The latest addition to the DISC online data archive offers a timely opportunity for researchers to delve into the voting dynamics of the Wisconsin state legislature in the past decade. Jacob Stampen, emeritus professor at UW-Madison’s Department of Educational Leadership and Policy Analysis and visiting researcher at WISCAPE, has deposited Voting Behavior in the Wisconsin State Legislature, 2003-2010 with DISC.
As Stampen explained for a recent UW-Madison News article, the project grew out of concerns for the health of Wisconsin’s political system. His analysis revealed that voting behavior had changed significantly since the 1960s. Not only had legislators begun voting more frequently in line with their respective parties, but also in closer alignment with the positions of major lobbying organizations.
The data that Stampen compiled across four sessions of the Wisconsin state legislators are now available for other researchers to investigate. The Voting Behavior data focuses on final floor votes in both chambers of the Wisconsin legislature, across four legislative sessions. Only votes contested by at least 5% of voting legislators are included.
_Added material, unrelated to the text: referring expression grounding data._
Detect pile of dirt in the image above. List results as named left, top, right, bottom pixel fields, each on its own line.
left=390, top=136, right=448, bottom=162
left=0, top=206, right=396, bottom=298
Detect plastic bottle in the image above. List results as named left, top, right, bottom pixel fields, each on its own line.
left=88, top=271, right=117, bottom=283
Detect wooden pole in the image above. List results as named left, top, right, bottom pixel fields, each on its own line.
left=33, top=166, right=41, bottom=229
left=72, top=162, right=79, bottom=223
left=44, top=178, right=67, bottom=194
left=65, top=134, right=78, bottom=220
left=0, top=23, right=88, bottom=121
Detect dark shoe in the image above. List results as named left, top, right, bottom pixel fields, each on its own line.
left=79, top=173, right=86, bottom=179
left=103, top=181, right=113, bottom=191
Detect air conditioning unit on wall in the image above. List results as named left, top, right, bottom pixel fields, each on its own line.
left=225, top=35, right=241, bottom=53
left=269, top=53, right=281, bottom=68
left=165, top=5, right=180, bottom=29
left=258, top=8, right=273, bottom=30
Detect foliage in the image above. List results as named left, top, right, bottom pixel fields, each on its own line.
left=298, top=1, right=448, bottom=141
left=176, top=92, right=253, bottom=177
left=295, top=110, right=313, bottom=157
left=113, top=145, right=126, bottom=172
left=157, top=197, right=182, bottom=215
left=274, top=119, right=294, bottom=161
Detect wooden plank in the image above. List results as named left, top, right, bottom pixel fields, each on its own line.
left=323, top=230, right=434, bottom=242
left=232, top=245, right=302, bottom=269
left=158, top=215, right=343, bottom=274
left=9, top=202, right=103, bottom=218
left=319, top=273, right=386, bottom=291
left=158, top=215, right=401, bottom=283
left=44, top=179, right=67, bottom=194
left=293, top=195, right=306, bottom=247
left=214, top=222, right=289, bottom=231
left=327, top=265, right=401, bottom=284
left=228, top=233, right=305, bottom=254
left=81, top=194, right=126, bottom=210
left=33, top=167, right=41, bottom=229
Biographical information for each legislator includes variables such as age, educational attainment, occupation, military service, margin of victory in the last election, and leadership and committee assignments. Ratings from lobbying organizations were compiled from Project Vote Smart, and campaign finance data originated from the Wisconsin Democracy Campaign.
As expressed in the “Suggestions for Database Users” document that accompanies the codebooks for the data,
Making the accompanying databases widely accessible will hopefully help to elevate the discourse over Wisconsin politics by making legislative actions easier for policy analysts, students, journalists and interested citizens to analyze and make sense of.
Past and future legislative sessions will be added to the archive as they become available or can be placed in consistent formats.